屠户家的美娇娘——空煜锦
时间:2018-07-07 08:42:48

  一想到薛人理那副模样,崔云兰便觉得作呕,她喜欢许秋白那般俊俏的,哪里肯轻易答应下来这门亲事。
  本来崔母定下这婚事的时候是瞒着崔云兰的,谁知崔云兰恰好听见了,于是便闹了起来。
  眼瞅着年底铺子里本该生意火爆,可今年也不知怎么的,生意都差了许多。也是清水县的崔母娘家人来提了嘴薛家的情况,崔老爹一琢磨便觉得有利可图,与崔母商量一番便让赵家人去探口风了。
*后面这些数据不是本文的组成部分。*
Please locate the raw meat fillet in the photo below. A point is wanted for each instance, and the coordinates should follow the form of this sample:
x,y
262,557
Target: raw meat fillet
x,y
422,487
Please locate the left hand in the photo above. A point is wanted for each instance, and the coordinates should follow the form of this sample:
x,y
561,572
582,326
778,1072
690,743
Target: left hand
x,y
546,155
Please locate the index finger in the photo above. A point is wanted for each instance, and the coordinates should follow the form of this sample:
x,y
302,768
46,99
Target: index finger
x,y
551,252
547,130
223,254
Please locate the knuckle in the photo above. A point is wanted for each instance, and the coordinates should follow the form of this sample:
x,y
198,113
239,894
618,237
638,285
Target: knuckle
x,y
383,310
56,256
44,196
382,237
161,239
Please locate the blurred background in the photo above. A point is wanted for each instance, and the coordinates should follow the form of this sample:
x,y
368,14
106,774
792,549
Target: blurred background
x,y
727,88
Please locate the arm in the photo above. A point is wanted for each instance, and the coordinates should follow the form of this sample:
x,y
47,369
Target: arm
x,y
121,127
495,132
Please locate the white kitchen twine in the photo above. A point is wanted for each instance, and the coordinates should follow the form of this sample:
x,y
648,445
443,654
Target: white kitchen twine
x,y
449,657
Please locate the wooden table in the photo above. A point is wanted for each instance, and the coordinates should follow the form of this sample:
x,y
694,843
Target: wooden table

  薛家公子在清河县贺家吃了亏,薛刚本想打回去,可他薛家在清水县是一霸,家有恒产,但到清水县地界儿却是缺人少权。
  得知崔家有意与薛家做亲,薛刚打听一番便定了下来。于是趁着没过年便下了聘,该走的一样不少。只等明年开春便将人娶回去。
  当然谁做薛家儿媳妇薛刚是不怎么在意的,女人吗,没了一个有的是,若是崔氏能安分守己过日子,他只睁一只眼闭一只眼只当不知以前崔氏闹出来的事,若是不听话....
  哼,到了他跟前还没有什么不听话的女人,他薛刚是什么人,在京城可是有靠山的人,一个两个的女人还不放在眼里。不听话就换个儿媳妇,总归有听话懂事的。
  薛家和崔家定了亲,得知这几家纠葛的街坊不少,年底走亲戚的时候都有了话头。
  崔云兰得知这事,狠狠的闹了一场,躲在屋里不吃不喝来要挟他的爹娘。
  可惜崔老爹和崔母被崔云兰威胁过几次以后不像以前那般着急了。也是薛家这门亲事好,他们决定不惯着崔云兰了。
  崔云兰不吃不喝两日后就受不了了,她爹娘是铁了心要她嫁到薛家了,心里便觉得不吃饭不行,既然威胁没用,那么就得再想其他的法子了。
  ——
  与崔云兰的焦灼相比,许家的日子就和睦多了。
  贺婉瑜回娘家的时候得了惠氏指点,第二日就拉着许家兄弟俩上街上置办年货了。
  许秋白没成亲前,逢年过节的最多就是许秋白多做俩硬菜,兄弟俩一起用个饭,稀里糊涂的也就过去了,就是过年也如此,乏味没意思。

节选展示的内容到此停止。